|Written by GSCR Staff|
|Tuesday, 06 May 2014 07:47|
In yesterday’s Goldman Guide we delved into the current market dynamics of the “Haves”, which included the DOW 30, and the “Have Nots”, which include Twitter (NASDAQ – TWTR) and LinkedIn (NASDAQ – LNKD). We have occasionally commented on Tesla Motors, Inc. (NASDAQ – TSLA - $216.61) on Twitter and the Market Monitor over the past year or so as sort of a ‘tweener” stock that is more about potential then actual sales and market penetration. The question is where does TSLA go from here?
The figure below is the one year price history for TSLA. The stock skyrocketed over 350% from about this time last year to 52-week highs over $250 in early March.
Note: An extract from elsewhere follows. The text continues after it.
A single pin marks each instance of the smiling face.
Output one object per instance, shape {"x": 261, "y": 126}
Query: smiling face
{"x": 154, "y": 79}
Since then the stock is down 14% to the current price level.
Tesla Motors, Inc. (NASDAQ – TSLA) 1-Year Price Chart
(Source – Yahoo Finance)
Remember our 12 New Tactics for Investment Success from last Monday’s Goldman Guide? The first part of our assessment had to do with valuation. TSLA forward 12-month P/E is estimated at 56, versus 19 for the Russell 2000 and 16 for the S&P 500. The 5-year PEG ratio of 3.45 is also not that stellar. Strike One. Tesla Motors also has large debt positions with almost $90 of debt per every $1 of equity, another bad sign. Strike two. Finally, Tesla Motors’s negative operating and profit margins are also not in favor in current market conditions. Strike three.
While we think the 0.1% growth in GDP in 1Q14 is more due to the miserable winter, and a blip on the radar, but we also would not expect the economy to grow any more than 2.5% per quarter the rest of the year. And the bottom line is Tesla still makes a luxury item. Orders could drop off if the economy does not pick up. We say take some profits here and/or set a bottom of $175 for TSLA.
Disclosure: Goldman Small Cap Research analysts are neither long nor short these shares but may elect to purchase the stock within the next 48 hours.